In [1]:
# Notebook parameters. Values here are for development only and
# will be overridden when running via snakemake and papermill.

config_file = "../../../config/agam.yaml"
# config_file = "../../../config/afun.yaml"

In [2]:
# Parameters
config_file = "/home/runner/work/selection-atlas/selection-atlas/config/agam.yaml"


In [3]:
from bokeh.io import output_notebook
import malariagen_data
from IPython.display import Markdown
from selection_atlas.setup import AtlasSetup
from selection_atlas.page_utils import AtlasPageUtils

# Initialise the atlas setup.
setup = AtlasSetup(config_file)
page_utils = AtlasPageUtils(setup=setup)

# N.B., do not add the "remove-output" tag to this cell!!! If you do,
# the bokeh javascript libraries will not get loaded in the generated
# HTML page.
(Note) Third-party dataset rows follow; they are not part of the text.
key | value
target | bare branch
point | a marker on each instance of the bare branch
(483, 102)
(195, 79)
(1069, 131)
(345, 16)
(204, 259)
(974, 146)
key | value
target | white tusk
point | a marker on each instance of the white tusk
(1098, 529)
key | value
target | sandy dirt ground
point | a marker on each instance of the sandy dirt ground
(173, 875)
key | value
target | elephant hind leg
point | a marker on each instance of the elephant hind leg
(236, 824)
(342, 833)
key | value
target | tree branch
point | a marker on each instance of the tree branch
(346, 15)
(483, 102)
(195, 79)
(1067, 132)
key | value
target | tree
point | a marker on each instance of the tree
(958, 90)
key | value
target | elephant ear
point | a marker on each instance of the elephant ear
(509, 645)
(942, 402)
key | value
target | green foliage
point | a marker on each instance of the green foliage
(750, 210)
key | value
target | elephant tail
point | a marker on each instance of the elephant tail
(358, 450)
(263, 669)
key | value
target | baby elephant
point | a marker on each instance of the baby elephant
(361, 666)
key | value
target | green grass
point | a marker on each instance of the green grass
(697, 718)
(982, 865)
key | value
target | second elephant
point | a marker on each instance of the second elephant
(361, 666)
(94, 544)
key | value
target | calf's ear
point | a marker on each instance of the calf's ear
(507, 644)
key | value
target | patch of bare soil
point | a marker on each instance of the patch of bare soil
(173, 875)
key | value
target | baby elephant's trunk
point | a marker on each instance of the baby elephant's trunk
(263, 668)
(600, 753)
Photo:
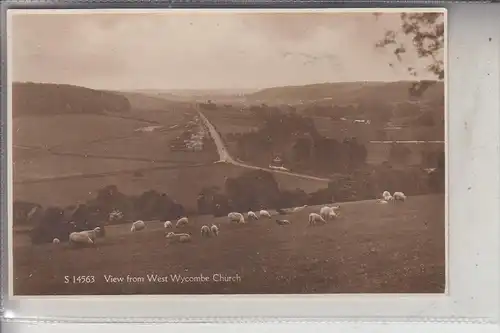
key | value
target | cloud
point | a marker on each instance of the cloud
(166, 50)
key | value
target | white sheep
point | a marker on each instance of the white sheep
(252, 215)
(181, 222)
(181, 238)
(93, 233)
(205, 231)
(328, 213)
(236, 217)
(298, 209)
(214, 229)
(315, 219)
(387, 196)
(265, 213)
(81, 238)
(399, 196)
(138, 226)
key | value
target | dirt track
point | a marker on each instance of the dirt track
(372, 248)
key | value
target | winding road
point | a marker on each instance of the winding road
(225, 157)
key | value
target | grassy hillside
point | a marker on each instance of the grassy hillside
(143, 101)
(371, 248)
(346, 92)
(182, 183)
(46, 98)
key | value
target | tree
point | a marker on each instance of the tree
(427, 33)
The call to output_notebook() injects javascript in the
# cell output which triggers the bokeh javascript libraries to be loaded
# in the page.
output_notebook(hide_banner=True)

# Methods

## Data sources

In [4]:
df_samples = setup.sample_metadata()
countries = df_samples["country"].unique()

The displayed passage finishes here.